Выбрать главу

Тонкое лицо, иссеченное морщинами, твердый пристальный взгляд, крепкие, хотя и худые руки — наставник… Затем огромный рыжий парень — брат или друг — и второй, русоволосый, мускулистый, стройный — тоже брат. Или друг… Вот негасимый огонь в треноге, что стоит посредине его комнаты. Наставник зажег его в тот день, когда Белка, тогда еще пятилетний мальчик по имени Гинфано, пришел о замок. Потом, двенадцать лет спустя, он соединил его огонь с огнем Медведя и огнем Льва, потом… Что было потом, он помнил плохо…

Виски Белки снова сдавила боль. Так бывало всегда, когда в голове начинало появляться что-то кроме привычной уже пустоты… Он вздохнул глубоко, медленно, стараясь распределить поступление воздуха в легкие таким образом, чтобы не резало грудь, и снова попытался повернуться набок.
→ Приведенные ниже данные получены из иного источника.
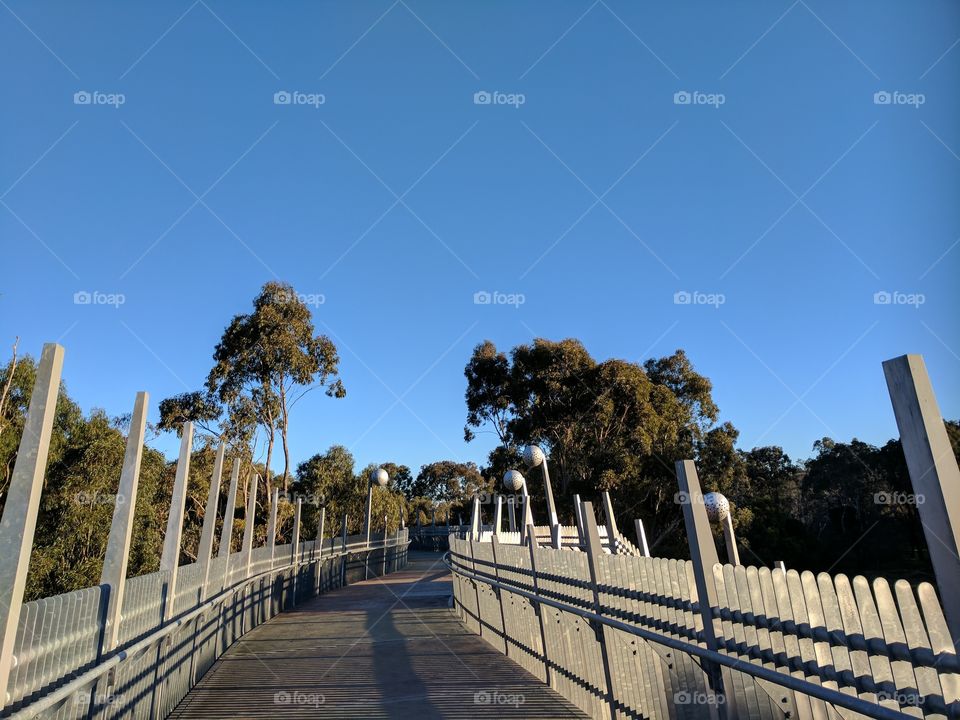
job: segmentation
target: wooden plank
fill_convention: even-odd
[[[894,591],[897,595],[897,606],[900,608],[900,617],[903,619],[903,632],[906,636],[911,658],[923,660],[932,665],[935,662],[933,649],[930,647],[930,639],[927,637],[926,628],[924,628],[923,620],[920,618],[920,610],[917,608],[916,600],[914,600],[910,583],[906,580],[897,580]],[[943,696],[940,678],[937,677],[935,668],[917,664],[913,668],[913,673],[917,679],[917,700],[937,695]],[[942,713],[927,713],[924,717],[927,720],[946,720],[947,718]]]
[[[890,670],[893,672],[893,682],[897,686],[896,700],[901,711],[912,717],[923,717],[920,708],[910,705],[911,696],[916,700],[917,678],[913,673],[913,663],[907,651],[907,636],[900,625],[900,616],[897,613],[890,584],[883,578],[873,581],[873,594],[877,601],[877,613],[880,615],[880,627],[883,630],[883,639],[890,651]]]
[[[930,638],[930,647],[935,655],[956,655],[953,638],[947,628],[947,621],[943,617],[937,591],[930,583],[920,583],[917,586],[917,597],[920,598],[920,607],[923,610],[923,620]],[[960,674],[949,670],[938,671],[940,687],[943,688],[943,699],[947,703],[960,702]]]
[[[718,565],[714,568],[714,581],[717,584],[717,599],[721,607],[726,607],[731,615],[740,610],[739,598],[737,597],[737,581],[733,576],[733,565]],[[732,619],[724,619],[723,637],[727,640],[733,640],[738,646],[745,644],[743,636],[743,626]],[[736,652],[727,651],[728,655],[740,657],[739,649]],[[737,693],[736,707],[739,710],[738,717],[747,717],[750,720],[759,720],[760,701],[757,698],[757,692],[753,685],[753,678],[742,672],[733,671],[733,686]]]
[[[790,599],[790,590],[787,587],[787,574],[782,570],[774,570],[770,573],[770,580],[773,583],[773,601],[776,602],[777,612],[781,622],[781,632],[783,638],[784,652],[791,663],[797,659],[802,659],[800,654],[800,643],[794,632],[790,632],[790,625],[796,625],[793,603]],[[766,602],[765,602],[766,604]],[[795,678],[805,679],[806,673],[800,669],[793,669],[791,665],[790,675]],[[813,703],[809,695],[795,693],[797,701],[797,713],[801,720],[812,720],[814,717],[820,717],[814,713]]]
[[[860,613],[860,622],[863,625],[863,637],[866,638],[870,651],[870,674],[877,684],[877,696],[883,707],[900,709],[899,703],[891,697],[895,688],[893,671],[887,659],[887,644],[883,641],[883,627],[880,624],[880,615],[873,601],[870,585],[862,575],[853,578],[853,594],[857,599],[857,611]]]
[[[843,616],[840,613],[840,602],[837,591],[833,586],[833,579],[828,573],[817,575],[817,589],[820,593],[820,604],[823,610],[823,623],[830,641],[830,655],[833,658],[833,668],[837,674],[837,685],[840,692],[851,697],[857,697],[856,676],[850,663],[849,642],[843,631]],[[852,710],[837,709],[845,718],[865,718],[864,715]]]

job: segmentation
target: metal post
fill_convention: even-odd
[[[580,544],[583,545],[583,509],[580,507],[580,496],[573,496],[573,516],[577,522],[577,533],[580,535]]]
[[[550,527],[550,541],[553,543],[554,550],[563,549],[563,535],[560,532],[560,525]]]
[[[510,532],[517,531],[517,512],[514,503],[515,497],[516,496],[512,494],[507,496],[507,527],[510,528]]]
[[[494,533],[490,537],[490,552],[493,554],[493,577],[497,582],[500,582],[500,565],[497,562],[497,549],[500,547],[500,540],[497,538],[497,534]],[[503,588],[494,588],[493,592],[497,596],[497,604],[500,606],[500,630],[503,632],[503,654],[507,657],[510,657],[510,641],[507,639],[510,637],[507,633],[507,614],[503,610],[503,601],[504,593],[506,592]]]
[[[480,525],[480,498],[477,495],[473,496],[473,512],[470,513],[470,539],[471,540],[480,540],[480,532],[482,527]]]
[[[733,534],[733,518],[729,512],[723,519],[723,541],[727,546],[727,562],[731,565],[739,565],[740,553],[737,552],[737,538]]]
[[[613,514],[613,502],[610,500],[610,493],[603,491],[603,514],[607,518],[607,543],[610,545],[610,553],[617,554],[617,538],[620,537],[620,531],[617,529],[617,518]]]
[[[273,568],[274,554],[277,549],[277,506],[280,504],[280,488],[273,489],[270,498],[270,519],[267,521],[267,547],[270,548],[270,568]]]
[[[260,476],[250,475],[250,487],[247,490],[247,512],[243,518],[243,548],[240,552],[243,562],[243,577],[250,577],[250,555],[253,553],[253,525],[257,514],[257,487],[260,485]]]
[[[887,360],[883,373],[943,614],[960,653],[960,468],[923,356],[902,355]]]
[[[367,548],[370,547],[370,520],[373,514],[373,483],[367,488],[367,514],[363,516],[363,534],[366,536]]]
[[[717,557],[717,547],[713,542],[713,533],[710,530],[710,520],[707,518],[706,508],[703,506],[703,493],[700,489],[700,478],[693,460],[677,460],[677,483],[680,486],[678,497],[683,507],[683,522],[687,531],[687,542],[690,545],[690,559],[693,561],[693,576],[697,585],[697,605],[703,622],[703,639],[708,650],[719,650],[717,634],[713,624],[711,608],[718,607],[717,587],[713,581],[713,567],[720,563]],[[735,698],[733,693],[724,692],[724,679],[715,663],[702,661],[702,667],[710,680],[713,692],[723,696],[725,702],[715,703],[722,718],[737,717],[736,708],[732,706]]]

Как будто тысячи крошечных игл вонзились во все его тело, затекшее за то время, что он лежал здесь. Каменная плита, рухнувшая на него две луны назад, не сдвинулась и на волос. Проклятие колдунов… Отчего вышло так, что он остался жив?.. Не память, но тело его помнило еще, как трещали кости и рвалась плоть под страшной тяжестью камня, а мозг дышал — дышал и жил, пусть вяло и почти бессмысленно, но жил… Белка открыл рот, выдыхая нечто темное, чужое, поглотившее половину его существа, всхлипнул… Отчего вышло так, что он остался жив?..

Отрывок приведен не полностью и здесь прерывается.